Parenting. I'm not allowed to just do it. I have to let the Holy Spirit in me, the fragrance of Christ, lead my words, tones, actions. Gee whiz. I don't have that kind of patience and calm...but He does, and if I am dwelling with Him, in tune with Him, it will be there in reserve when I need it. Being a housewife. Making a CD. Praying for others. Caring about family, friends, and others around the world. He'll lead the way in regard to "what" I do...I used to care so much about the "what" that I would have given up a relationship with Him for a roadmap! Thank God He didn't allow that option.

My prayer and my challenge is: I want my heart and life to be honestly communing with Him in a way that will make the motives and actions and attitudes of my life all work together for His good pleasure. I long to see what it would look like for me to fully dwell, alive and awake, to His existence in me all the time. Only because of the blood, only because of the Spirit, only because of the fellowship of the Body of Christ is it possible, but it is possible. I think we trade a lot of things in for this. We swap this particular focus out for busyness and running around doing what someone told us we should be doing without ever knowing if it's what He said to do. And even if it is what He said to do, again, it is so easy to forget all about how we conduct ourselves while doing it.

Friday, May 6, 2011

Something Screwy

I am one of those kids who grew up going to church, reading my Bible at home, and learning how to have a "quiet time". My youth minister taught us how to spend time with God by ourselves, worshipping, confessing, learning, listening. I have always been a "journaler"; I have dozens of them in a box somewhere. But somewhere along the way, as much as these times with God truly meant to me, if I was too busy or if it sounded boring to go hang out with God or if I just wasn't in the mood to dive into anything serious or deep, I felt guilty. The part of me that likes sticker charts would get in high gear and I would try to make this spiritual discipline as disciplined as counting calories. My day was good (i.e. God was happy with me) if I had made that time for Him. Among other misconceptions of what God wanted from me, this was at the top of the list.

Then I heard someone say once, "We don't have to have time with God; we get to have time with God." That started a change in my perspective. Then one time later someone said to me, "You do realize that the Holy Spirit who lives in you is the equivalent of the man Jesus, right?" Yes, I knew...but did I? One of my spiritual mentors gave me a book or two by Madame Jeanne Guyon. It was specifically written for beginners in the Lord, and let me tell you it was right on my level if not higher. Again, I was learning about the constancy of this relationship that I had thought was already "so close".

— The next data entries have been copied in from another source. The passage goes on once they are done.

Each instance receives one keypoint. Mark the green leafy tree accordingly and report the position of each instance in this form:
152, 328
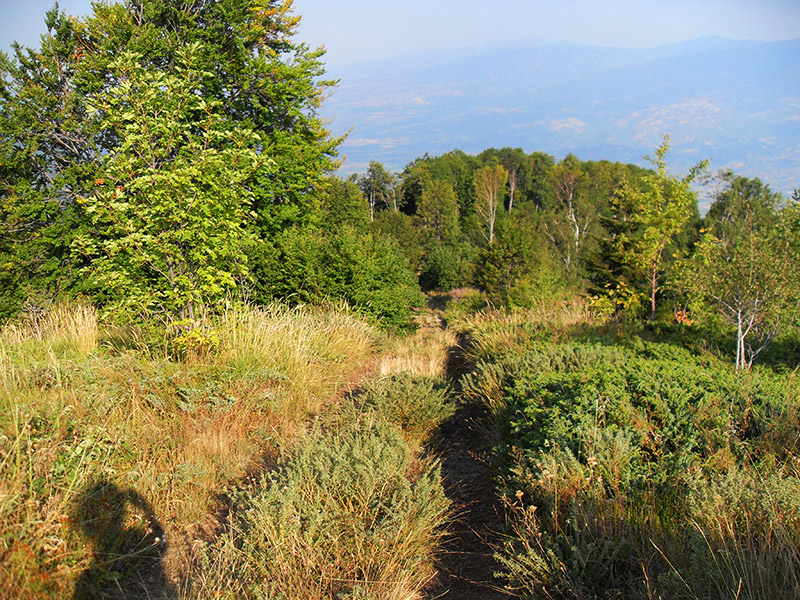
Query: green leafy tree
172, 201
51, 146
378, 186
747, 266
437, 213
490, 184
661, 206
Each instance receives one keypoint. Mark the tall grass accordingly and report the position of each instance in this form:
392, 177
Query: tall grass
77, 406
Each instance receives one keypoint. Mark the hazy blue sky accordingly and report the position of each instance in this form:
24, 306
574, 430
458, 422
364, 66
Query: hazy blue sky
362, 30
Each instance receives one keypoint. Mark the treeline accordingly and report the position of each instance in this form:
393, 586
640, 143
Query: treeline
161, 159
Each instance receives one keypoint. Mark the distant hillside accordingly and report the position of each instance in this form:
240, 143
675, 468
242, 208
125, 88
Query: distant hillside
735, 102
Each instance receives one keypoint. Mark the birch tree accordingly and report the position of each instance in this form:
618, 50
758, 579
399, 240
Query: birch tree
490, 184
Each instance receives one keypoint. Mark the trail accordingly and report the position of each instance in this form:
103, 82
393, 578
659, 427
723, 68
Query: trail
466, 564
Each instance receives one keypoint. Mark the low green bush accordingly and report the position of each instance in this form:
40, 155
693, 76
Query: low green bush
353, 514
418, 404
643, 472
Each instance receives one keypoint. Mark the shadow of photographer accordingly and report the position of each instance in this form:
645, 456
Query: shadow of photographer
128, 542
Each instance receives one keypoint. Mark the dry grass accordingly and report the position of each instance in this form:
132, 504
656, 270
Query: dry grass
76, 407
424, 354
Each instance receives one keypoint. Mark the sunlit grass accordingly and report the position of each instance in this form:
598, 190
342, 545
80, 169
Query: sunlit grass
81, 401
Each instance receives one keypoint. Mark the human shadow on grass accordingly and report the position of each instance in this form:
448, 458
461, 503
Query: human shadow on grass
128, 544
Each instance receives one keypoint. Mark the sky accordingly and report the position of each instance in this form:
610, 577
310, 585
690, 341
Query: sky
355, 31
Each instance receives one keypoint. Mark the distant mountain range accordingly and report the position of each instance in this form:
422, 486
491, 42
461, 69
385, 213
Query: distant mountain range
734, 102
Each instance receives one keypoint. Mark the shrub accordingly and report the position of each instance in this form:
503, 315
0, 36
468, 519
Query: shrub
641, 471
417, 404
352, 515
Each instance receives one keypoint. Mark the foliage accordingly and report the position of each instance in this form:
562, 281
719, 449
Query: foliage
419, 404
746, 266
246, 70
366, 270
659, 210
490, 183
172, 200
351, 515
640, 471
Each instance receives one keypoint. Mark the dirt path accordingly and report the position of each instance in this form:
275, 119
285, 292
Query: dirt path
466, 565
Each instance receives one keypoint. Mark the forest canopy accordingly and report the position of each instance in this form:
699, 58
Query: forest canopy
161, 159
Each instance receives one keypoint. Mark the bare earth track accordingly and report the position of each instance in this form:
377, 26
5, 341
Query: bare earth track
466, 563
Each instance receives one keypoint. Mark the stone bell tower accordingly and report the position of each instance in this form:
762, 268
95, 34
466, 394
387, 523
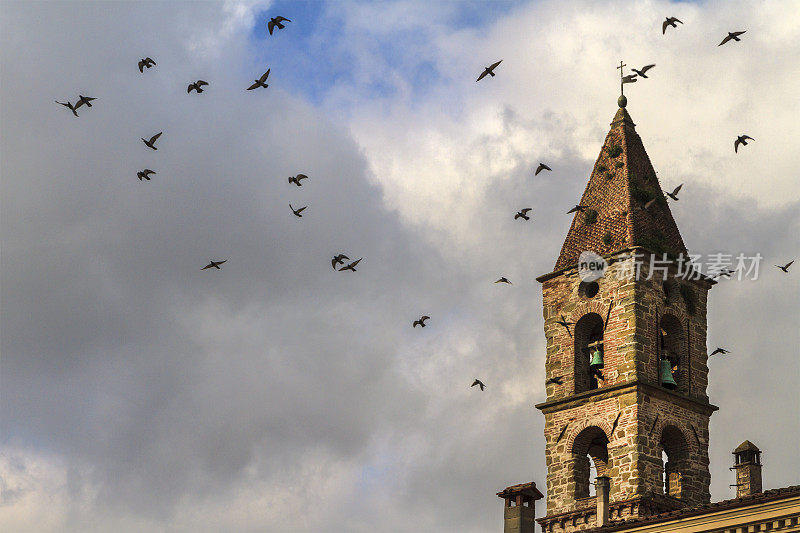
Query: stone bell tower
626, 371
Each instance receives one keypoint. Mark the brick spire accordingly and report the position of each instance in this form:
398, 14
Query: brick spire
622, 182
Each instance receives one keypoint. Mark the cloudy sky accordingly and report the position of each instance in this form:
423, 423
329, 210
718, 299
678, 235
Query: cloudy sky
139, 393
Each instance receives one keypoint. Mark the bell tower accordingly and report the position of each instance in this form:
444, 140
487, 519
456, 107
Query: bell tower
626, 366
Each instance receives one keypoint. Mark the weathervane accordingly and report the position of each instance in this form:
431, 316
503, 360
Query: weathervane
622, 101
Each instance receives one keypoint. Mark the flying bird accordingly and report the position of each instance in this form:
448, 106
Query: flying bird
674, 193
669, 22
351, 266
741, 139
421, 321
727, 273
338, 260
145, 174
563, 322
296, 179
732, 35
213, 264
523, 213
276, 21
260, 82
197, 86
146, 63
152, 141
84, 100
489, 70
69, 106
641, 73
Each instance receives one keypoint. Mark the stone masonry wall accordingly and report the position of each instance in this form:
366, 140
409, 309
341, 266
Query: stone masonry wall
644, 417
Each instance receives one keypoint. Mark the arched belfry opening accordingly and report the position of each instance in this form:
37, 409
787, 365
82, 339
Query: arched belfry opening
674, 446
589, 352
672, 349
589, 459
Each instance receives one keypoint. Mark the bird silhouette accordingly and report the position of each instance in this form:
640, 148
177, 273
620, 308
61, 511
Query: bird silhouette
213, 264
296, 179
145, 174
152, 141
146, 63
674, 193
669, 22
338, 260
566, 324
276, 22
260, 82
297, 211
69, 106
724, 273
197, 86
489, 70
421, 321
351, 266
84, 100
523, 213
741, 139
641, 73
732, 35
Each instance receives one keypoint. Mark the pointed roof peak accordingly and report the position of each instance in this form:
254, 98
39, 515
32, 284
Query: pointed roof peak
622, 118
626, 206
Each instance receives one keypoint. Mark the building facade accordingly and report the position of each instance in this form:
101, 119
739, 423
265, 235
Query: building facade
627, 411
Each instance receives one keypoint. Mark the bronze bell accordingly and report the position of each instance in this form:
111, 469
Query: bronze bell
597, 359
666, 375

And somewhere along the way it began to happen. I began to realize that none of this was sticker chart material at all. The Living God, as Jesus promised upon His ascension into Heaven, through the Holy Spirit, makes it so that I dwell with Him at all times. He will be as thick in my atmosphere as I will acknowledge that He already is. I need to meet with Him, to settle down and listen, to deeply drink and eat of His Word, to confess and intercede, to worship...He wants me and I want Him...but there is no set way it has to be done. It's just a constant turning of our hearts and minds.

He will be as thick in my atmosphere as I will acknowledge that He already is. What's screwy is that the enemy has planted the lie in some of us that God wants our work and performance more than just the simplicity of our awareness and appreciation that He is dwelling with us. When that awareness and appreciation happens, everything changes. Stickers no longer necessary.